Pero Pam señaló hacia uno de los aparatos situados sobre el agua y que se balanceaba.
—¡Eh, allí hay alguien! —exclamó el mecánico que hablara primero.
—Nosotros iremos a ver —se ofreció Pete, en seguida.
Él y Pam saltaron al muelle flotante y corrieron al avión. La puerta estaba entreabierta. Pete miró al interior, ordenando al momento:
—¡Salid de ahí! ¡Todo el mundo os está buscando!
Ricky y Holly salieron muy asombrados.
—¿Qué pasa? No hacíamos más que examinar el avión —explicó el pecosillo—. ¡Es fantástico!
Para entonces ya habían llegado junto a ellos los dos mecánicos.
—Aquí no se puede entrar sin permiso —dijo uno de los mecánicos a los dos pequeños.

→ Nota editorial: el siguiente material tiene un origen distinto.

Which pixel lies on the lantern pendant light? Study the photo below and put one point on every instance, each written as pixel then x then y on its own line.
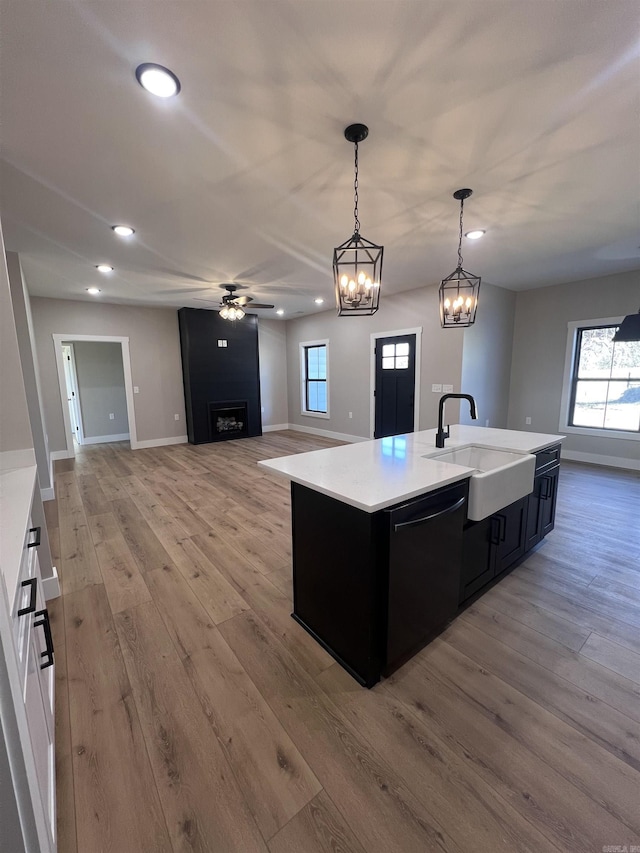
pixel 459 291
pixel 357 263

Regresaron junto a los demás y Ricky y Holly pidieron perdón por haber asustado a todos. Ya todo arreglado, la familia regresó hacia el hotel. Por el camino, la señora Hollister miró a Pam y preguntó:
—¿Dónde has dejado mi bolso, nena?
Pam se detuvo en seco y demostró inmediatamente preocupación.
—Lo dejé a tu lado en el muelle, cuando corría a buscar a los niños. Creí que tú lo habrías recogido.
Cuando la señora Hollister contestó que no lo había recogido, todos corrieron hacia la zona del muelle en donde estuvieron parados.
¡El bolso había desaparecido!
—¡Dios mío! —exclamó la señora Hollister—. Si llevaba una buena cantidad de dinero.
Pam estaba a punto de echarse a llorar.
—Además, dentro del tuyo estaba mi bolsito con la carta del señor Roebuck y mi lapicito de plata.
Aquel lápiz de plata de ley se lo habían regalado a Pam en su último cumpleaños. Estaba primorosamente trabajado y era una de las cosas que más apreciaba la niña, que no pudo dominar por mucho rato las lágrimas. Al cabo de un momento echaba los brazos al cuello de su madre y empezaba a llorar con desconsuelo.
—Vamos, vamos. No lo toméis así —dijo tío Russ, apaciguador—. Estoy seguro de que aparecerán esos bolsos.
Pero, por mucho que miraron una y otra vez por todo el muelle, el bolso no aparecía. Tampoco sirvió de nada preguntar por el bolso a las gentes que pasaban.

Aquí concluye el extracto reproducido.